Agents utilize conversation memory to maintain context throughout interactions

2. Single Shot

The single-shot limitation is solved with routing, where the agent can choose to use internal tools to better understand a challenge it is given:

Agents enhance query understanding by accessing various external tools

3. No Query Understanding

The lack of query understanding in naive RAGs is solved by giving an agent access to different kinds of external tools:

Agents use routing to deploy internal tools for better understanding and problem-solving

4. No Reflection

And finally, the lack of reflection is solved by allowing the agent to actually plan out how they want to solve the problem you're giving it:

Agents solve problems by dynamically planning their approach

Let's go back to the tricky customer cases the naive RAG struggled with and see how an agent would tackle each challenge.

How Agents Solve Naive RAG Limitations

1. The Solution to No Memory Limitation

The first limitation we encountered was the lack of memory in naive RAGs. In this example, the naive RAG is unable to remember anything from the conversation and therefore recommends men's jeans, even though the customer is clearly looking for women's jeans:

Naive RAG fails to recall previous context, recommending men's jeans instead of women's jeans

When it comes to agents, the conversation memory issue is solved by having an internal memory to which each message in the conversation gets added:

Agents utilize internal memory to store each message in the conversation

We had a customer saying "Hi! I'm looking for women's jeans", this user input would then be saved in the internal memory of the agent:

Customer's request for women's jeans is stored in the agent's internal memory.

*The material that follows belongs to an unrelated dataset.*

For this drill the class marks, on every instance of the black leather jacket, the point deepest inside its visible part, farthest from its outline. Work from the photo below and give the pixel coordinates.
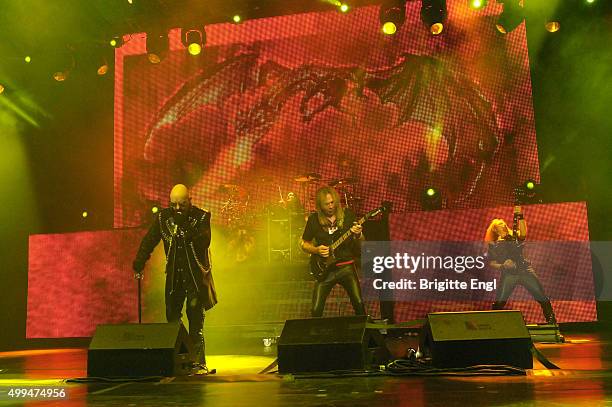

The agent would then respond with a set of jeans, and these recommended jeans would also be saved to the agent's memory:

Agent's response and recommended products are saved to memory

This allows the agent to be aware of everything that has been said and also keeps track of the products it pulled from the vector database.

So, when the customer says, "Great! Can I see some dark ones?" the agent knows from the previous messages in its memory that the customer is indeed looking for women's jeans.

It also knows that it showed the customer four light blue pairs, so the next message would naturally be to show four dark blue women's jeans:

Agent uses memory to provide contextually relevant recommendations, showing dark blue women's jeans

What is Memory in Agents?

Now, what is memory in agents really?

Memory in agents is essentially a chat store that saves the conversation history. This chat store can be implemented in various ways, such as in-memory storage, Redis, or even non-relational databases like DynamoDB.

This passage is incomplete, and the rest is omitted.